No creo que haya un miembro
del Parlamento que se negara a aprobar un proyecto de tan trascendentales
y benéficos efectos para la patria.
La Federación se disolvería en
los casos de aumento de capital en la cuantía que dejamos expresada, o
cuando en el curso de un año se hubiera perdido el cincuenta por ciento
del capital con que hubiera hecho operaciones en ese año.
OTRA FUENTE DE RECURSOS
Las instituciones bancarias en
lo general acostumbran destinar semestralmente una parte de sus utilidades
para saldar acreencias de dudoso cobro, y algunas veces, para saldar otros
de seguro incobro, que tenían ese carácter desde su origen.

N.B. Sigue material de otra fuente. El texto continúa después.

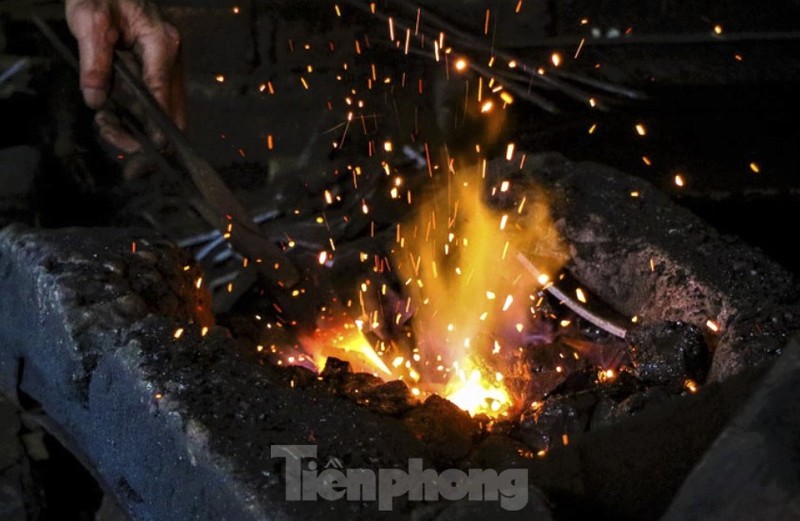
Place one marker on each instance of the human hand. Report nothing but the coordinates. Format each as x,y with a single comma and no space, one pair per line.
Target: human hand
101,26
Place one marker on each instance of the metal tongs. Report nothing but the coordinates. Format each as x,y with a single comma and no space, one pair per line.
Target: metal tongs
221,207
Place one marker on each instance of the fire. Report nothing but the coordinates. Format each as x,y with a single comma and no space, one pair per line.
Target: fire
476,393
469,297
345,341
472,299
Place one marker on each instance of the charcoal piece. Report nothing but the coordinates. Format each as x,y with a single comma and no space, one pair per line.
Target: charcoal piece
546,426
446,430
752,471
500,451
670,352
648,257
335,368
390,398
355,384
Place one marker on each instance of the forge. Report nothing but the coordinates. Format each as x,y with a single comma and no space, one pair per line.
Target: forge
418,309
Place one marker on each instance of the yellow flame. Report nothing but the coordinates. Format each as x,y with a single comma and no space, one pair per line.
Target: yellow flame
469,292
476,393
346,342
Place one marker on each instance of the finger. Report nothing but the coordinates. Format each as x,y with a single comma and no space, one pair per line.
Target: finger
178,96
91,23
157,44
112,132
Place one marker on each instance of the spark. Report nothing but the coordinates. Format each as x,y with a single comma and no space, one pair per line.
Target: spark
510,152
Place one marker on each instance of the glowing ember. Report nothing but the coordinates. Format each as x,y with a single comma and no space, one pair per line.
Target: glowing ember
471,297
346,342
477,394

Podrían
así mismo destinar además del cinco por ciento de las utilidades para la
formación del fondo de la Federación, una suma mayor; cuando vieran que
las operaciones de éstos daban buenos resultados y requerían aumento de su
capital.
He querido mostraras en lo que
os he expuesto los medios prácticos, posibles, de atender a la
educación de muchísimos individuos que forman los tres primeros grupos
de los que por causas diversas no pudieron adquirir los elementos
necesarios para realizar las legítimas aspiraciones de felicidad posible,
de deseado bienestar, y siquiera de silenciosa tranquilidad. Entro ahora,
pidiéndoos de antemano y de nuevo la misma bondadosa atención con que me
habéis escuchado, a hablaros de medios igualmente prácticos para atender a
muchos de los individuos que forman el último grupo de los que no pudieron
comenzar siquiera la adquisición de los más modestos elementos para
conquistar los fines personales de la educación.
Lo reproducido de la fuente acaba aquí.